Case of jailed union leader in Venezuela draws condemnation from human rights groups

January 21, 2011

By Christopher Toothaker via The Canadian Press

CARACAS, Venezuela — Union leader Ruben Gonzalez once admired and supported President Hugo Chavez. Nowadays, he is jailed in a police station in eastern Venezuela, and says his yearlong imprisonment shows the government’s intolerance for labour protests.

Gonzalez told The Associated Press in a telephone interview from his cell on Thursday that he is confident “divine justice will prevail” and he will eventually be freed. He is being prosecuted on charges stemming from a strike he helped organize that temporarily paralyzed the country’s state-run iron mining company in 2009, and his case is drawing condemnation from international labour and human rights organizations.

“The government is criminalizing protests,” Gonzalez said by cellphone, which he is allowed to use in the jail.

Gonzalez was scheduled to appear in court Friday, the one-year anniversary of his imprisonment. But he said he does not expect the judge to reach a verdict anytime soon, noting that he has already appeared in court more than a dozen times over the past 15 months, and that hearings have also repeatedly been postponed.

Gonzalez is charged with crimes including unlawful assembly, public incitement to commit crimes and violation of a government security zone during the strike at CVG Ferrominera Orinoco CA, better known as Ferrominera.

Thor Halvorssen, president of the New York-based Human Rights Foundation, said Gonzalez is being prosecuted as part of a wider government effort to curb the power of labour unions, particularly at state-operated firms like Ferrominera.

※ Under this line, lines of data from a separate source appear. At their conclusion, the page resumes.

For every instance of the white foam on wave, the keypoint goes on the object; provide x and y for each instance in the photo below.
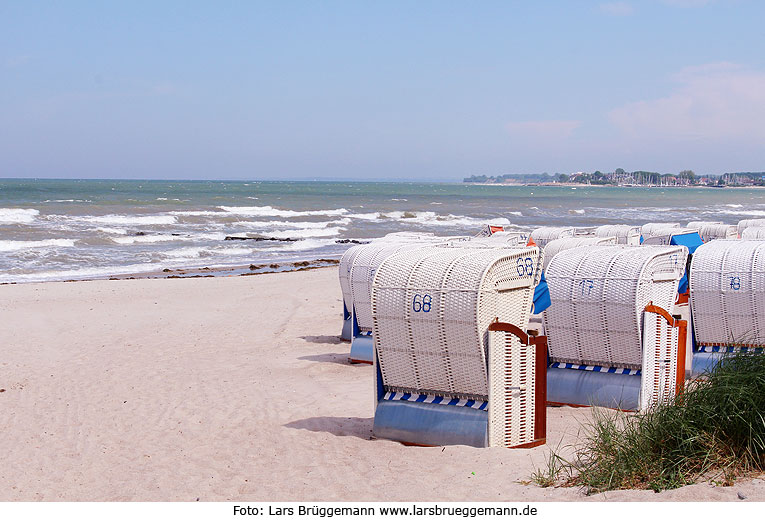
(306, 233)
(301, 245)
(22, 245)
(138, 220)
(112, 230)
(146, 239)
(10, 215)
(285, 223)
(89, 272)
(750, 212)
(268, 211)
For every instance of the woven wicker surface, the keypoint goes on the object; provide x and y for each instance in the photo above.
(753, 233)
(561, 244)
(598, 294)
(648, 229)
(628, 235)
(727, 284)
(542, 235)
(432, 307)
(750, 222)
(659, 368)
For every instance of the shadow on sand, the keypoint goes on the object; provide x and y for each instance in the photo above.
(334, 358)
(323, 339)
(339, 426)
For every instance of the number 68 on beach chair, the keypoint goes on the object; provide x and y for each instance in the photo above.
(442, 376)
(611, 340)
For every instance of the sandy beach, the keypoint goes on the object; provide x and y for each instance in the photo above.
(222, 389)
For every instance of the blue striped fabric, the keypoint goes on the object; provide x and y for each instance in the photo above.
(434, 399)
(601, 369)
(727, 349)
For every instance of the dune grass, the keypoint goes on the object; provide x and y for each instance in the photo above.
(714, 430)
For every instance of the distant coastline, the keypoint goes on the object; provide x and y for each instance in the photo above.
(622, 178)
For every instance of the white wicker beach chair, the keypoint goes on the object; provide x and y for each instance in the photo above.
(710, 232)
(628, 235)
(647, 230)
(607, 347)
(542, 235)
(750, 222)
(754, 233)
(727, 299)
(561, 244)
(698, 224)
(663, 236)
(437, 381)
(346, 263)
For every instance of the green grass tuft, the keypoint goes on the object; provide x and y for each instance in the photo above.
(714, 430)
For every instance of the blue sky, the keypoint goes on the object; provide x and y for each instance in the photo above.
(379, 91)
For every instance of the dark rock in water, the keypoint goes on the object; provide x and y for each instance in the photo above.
(262, 239)
(351, 241)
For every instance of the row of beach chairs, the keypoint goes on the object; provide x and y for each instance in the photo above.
(471, 337)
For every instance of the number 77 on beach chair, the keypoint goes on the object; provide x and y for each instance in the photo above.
(611, 339)
(453, 361)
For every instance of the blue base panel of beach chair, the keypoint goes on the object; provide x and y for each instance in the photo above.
(362, 349)
(426, 424)
(581, 387)
(704, 362)
(346, 333)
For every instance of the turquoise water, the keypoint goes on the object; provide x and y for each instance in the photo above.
(60, 229)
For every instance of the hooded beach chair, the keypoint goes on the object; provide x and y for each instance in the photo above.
(749, 222)
(542, 235)
(727, 300)
(753, 233)
(561, 244)
(454, 364)
(627, 235)
(611, 339)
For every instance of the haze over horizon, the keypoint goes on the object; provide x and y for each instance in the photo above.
(425, 91)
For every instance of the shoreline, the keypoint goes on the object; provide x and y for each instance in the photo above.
(225, 389)
(203, 272)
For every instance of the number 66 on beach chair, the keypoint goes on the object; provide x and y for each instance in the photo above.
(454, 364)
(611, 340)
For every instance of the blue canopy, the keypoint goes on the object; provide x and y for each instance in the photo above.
(690, 240)
(541, 296)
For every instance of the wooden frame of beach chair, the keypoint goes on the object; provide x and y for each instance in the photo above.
(442, 376)
(611, 340)
(727, 286)
(625, 234)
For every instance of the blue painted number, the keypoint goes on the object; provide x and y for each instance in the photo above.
(421, 303)
(586, 286)
(525, 267)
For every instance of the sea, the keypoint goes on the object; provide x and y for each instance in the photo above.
(88, 229)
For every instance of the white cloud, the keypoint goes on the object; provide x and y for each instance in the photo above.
(617, 8)
(712, 102)
(533, 129)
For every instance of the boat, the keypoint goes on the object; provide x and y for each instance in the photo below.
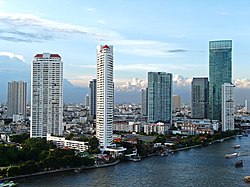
(77, 170)
(136, 159)
(239, 163)
(236, 146)
(247, 179)
(7, 184)
(165, 153)
(231, 155)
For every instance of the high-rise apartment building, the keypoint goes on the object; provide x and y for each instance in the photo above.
(104, 95)
(220, 71)
(227, 107)
(176, 102)
(92, 97)
(144, 102)
(247, 105)
(17, 96)
(199, 98)
(87, 100)
(159, 97)
(46, 95)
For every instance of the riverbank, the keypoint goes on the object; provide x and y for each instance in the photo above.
(200, 145)
(79, 169)
(76, 169)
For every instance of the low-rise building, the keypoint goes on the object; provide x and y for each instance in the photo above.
(159, 128)
(62, 143)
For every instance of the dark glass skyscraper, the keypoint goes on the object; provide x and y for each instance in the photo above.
(199, 96)
(220, 71)
(159, 97)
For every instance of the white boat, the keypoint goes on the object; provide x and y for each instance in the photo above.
(231, 155)
(236, 146)
(7, 184)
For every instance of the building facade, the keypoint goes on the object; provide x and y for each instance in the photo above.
(144, 102)
(247, 105)
(17, 98)
(104, 96)
(227, 107)
(220, 71)
(46, 95)
(92, 97)
(199, 98)
(87, 100)
(176, 99)
(159, 97)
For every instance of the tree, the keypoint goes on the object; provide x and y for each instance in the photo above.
(20, 138)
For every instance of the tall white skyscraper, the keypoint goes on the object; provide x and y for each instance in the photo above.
(160, 97)
(104, 95)
(17, 96)
(247, 105)
(46, 95)
(227, 107)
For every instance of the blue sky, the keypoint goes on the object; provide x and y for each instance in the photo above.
(162, 35)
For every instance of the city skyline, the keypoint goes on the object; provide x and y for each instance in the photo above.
(172, 39)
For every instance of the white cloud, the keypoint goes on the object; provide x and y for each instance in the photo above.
(181, 81)
(32, 28)
(90, 9)
(101, 21)
(12, 55)
(135, 84)
(81, 81)
(242, 83)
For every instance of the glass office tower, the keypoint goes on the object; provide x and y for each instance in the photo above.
(220, 72)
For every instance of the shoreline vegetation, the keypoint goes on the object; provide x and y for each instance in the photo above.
(52, 160)
(76, 170)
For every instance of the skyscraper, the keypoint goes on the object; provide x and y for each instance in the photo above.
(227, 107)
(199, 97)
(176, 101)
(144, 104)
(46, 95)
(220, 71)
(159, 97)
(104, 95)
(17, 96)
(87, 100)
(92, 97)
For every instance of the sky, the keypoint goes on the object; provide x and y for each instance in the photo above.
(163, 35)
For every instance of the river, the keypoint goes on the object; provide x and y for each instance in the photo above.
(203, 166)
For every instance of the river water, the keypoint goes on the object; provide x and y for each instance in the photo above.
(203, 166)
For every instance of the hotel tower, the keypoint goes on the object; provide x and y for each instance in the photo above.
(104, 95)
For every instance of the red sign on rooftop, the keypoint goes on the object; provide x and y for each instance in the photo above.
(105, 47)
(51, 56)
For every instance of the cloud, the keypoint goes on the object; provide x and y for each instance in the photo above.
(32, 28)
(242, 83)
(29, 27)
(81, 81)
(101, 21)
(222, 13)
(181, 81)
(135, 84)
(12, 55)
(90, 9)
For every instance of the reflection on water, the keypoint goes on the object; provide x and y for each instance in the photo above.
(204, 166)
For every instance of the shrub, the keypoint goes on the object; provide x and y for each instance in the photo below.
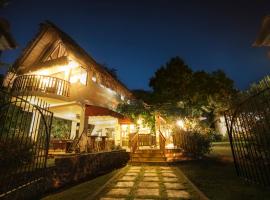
(15, 152)
(194, 143)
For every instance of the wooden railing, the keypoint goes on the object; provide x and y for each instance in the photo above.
(134, 143)
(146, 140)
(162, 141)
(38, 83)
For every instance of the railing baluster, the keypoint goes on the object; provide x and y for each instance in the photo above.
(37, 83)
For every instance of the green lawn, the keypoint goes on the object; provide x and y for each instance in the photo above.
(215, 176)
(83, 190)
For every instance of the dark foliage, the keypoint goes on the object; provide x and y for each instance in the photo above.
(15, 152)
(194, 143)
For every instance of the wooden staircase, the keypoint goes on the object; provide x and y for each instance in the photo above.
(150, 155)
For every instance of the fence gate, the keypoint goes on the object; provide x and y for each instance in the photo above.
(25, 125)
(248, 126)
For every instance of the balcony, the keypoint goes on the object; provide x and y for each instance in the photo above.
(41, 84)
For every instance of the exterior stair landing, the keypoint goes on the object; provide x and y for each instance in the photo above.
(148, 156)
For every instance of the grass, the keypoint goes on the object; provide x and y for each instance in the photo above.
(81, 191)
(216, 177)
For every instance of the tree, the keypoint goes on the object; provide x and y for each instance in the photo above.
(199, 93)
(143, 95)
(170, 82)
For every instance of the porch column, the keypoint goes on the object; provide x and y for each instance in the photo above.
(34, 127)
(83, 130)
(73, 129)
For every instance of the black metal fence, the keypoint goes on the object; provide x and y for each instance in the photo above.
(248, 125)
(25, 124)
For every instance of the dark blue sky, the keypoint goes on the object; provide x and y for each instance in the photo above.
(137, 37)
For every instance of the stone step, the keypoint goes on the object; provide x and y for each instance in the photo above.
(149, 151)
(148, 155)
(148, 159)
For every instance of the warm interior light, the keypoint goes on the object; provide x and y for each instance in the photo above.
(139, 121)
(124, 127)
(94, 79)
(180, 123)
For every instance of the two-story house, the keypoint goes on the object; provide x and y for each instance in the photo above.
(54, 68)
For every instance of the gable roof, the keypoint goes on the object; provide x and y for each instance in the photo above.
(72, 47)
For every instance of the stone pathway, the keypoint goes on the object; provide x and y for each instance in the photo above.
(148, 182)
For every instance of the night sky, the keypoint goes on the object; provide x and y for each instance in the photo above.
(137, 37)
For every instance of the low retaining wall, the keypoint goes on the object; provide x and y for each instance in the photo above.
(80, 167)
(69, 170)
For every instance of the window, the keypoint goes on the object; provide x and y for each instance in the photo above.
(78, 74)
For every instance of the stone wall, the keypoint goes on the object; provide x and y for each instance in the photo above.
(81, 167)
(70, 170)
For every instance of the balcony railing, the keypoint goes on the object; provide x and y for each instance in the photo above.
(38, 83)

“The Chavez government claims to be in favour of workers’ rights, but these do not include the rights of the tens of thousands of Venezuelans working in state-owned corporations,” Halvorssen said in a statement sent to the AP.

The Human Rights Foundation said that according to a tally by the local human rights group Provea, more than 2,200 Venezuelans who have participated in protests have been charged with a variety of crimes over the past five years — and some have been prohibited from speaking publicly about their cases or banned from participating in protests while their cases are pending. Many of those arrested were public employees involved in labour disputes.

Chavez has not publicly commented on accusations that the authorities are using the courts and prosecutors to limit labour disputes or curb protests. The president has repeatedly said his socialist-oriented government has done more for the working class than previous administrations, and has said he has union interests at heart.

Prosecutors handling the case could not be reached for comment.

Before his arrest, Gonzalez never got into trouble with management during nearly three decades working and participating in union activities. As the leader of Ferrominera’s largest union, he was optimistic the government would support workers in their efforts to secure higher salaries, better benefits and improved working conditions.

“I thought there could be more understanding between workers and the government,” Gonzalez said.

Gonzalez helped organize 2,000 workers who joined a strike on Aug. 12, 2009, to protest Ferrominera’s failure to comply with a new labour contract signed that year. The strike, along with demonstrations staged at the iron mill in Cuidad Guayana, ended two weeks later, when workers reached an agreement with management that included the company’s commitment to fulfil contract obligations.

The following month, police and a judge ordered Gonzalez to be placed under house arrest. He remained confined to his home until Jan. 21, 2010, when another judge ordered him jailed and prohibited him from participating in union activities.

The 51-year-old is unsure how many years he could face in prison if he is convicted. A father of four, he has been permitted regular family visits at the police station in Ciudad Guayana where he is being held.

The Human Rights Foundation declared Gonzalez to be a “prisoner of conscience” and demanded prosecutors immediately drop the charges.

“The government must release him and stop treating dissent as a crime,” Halvorssen said.

Venezuelan human rights groups have raised similar concerns.

In its annual report last year, the group Provea condemned what it called “criminalization of peaceful protests,” and said the government has “a state policy aimed at putting up obstacles to social struggles through judicial procedures, mainly criminal trials.”

Provea called the prosecution of Gonzalez “an emblematic case.”

Gonzalez, a devout Christian, said he awakes each day before dawn to pray by candlelight in his cell.

“God is giving me strength,” he said.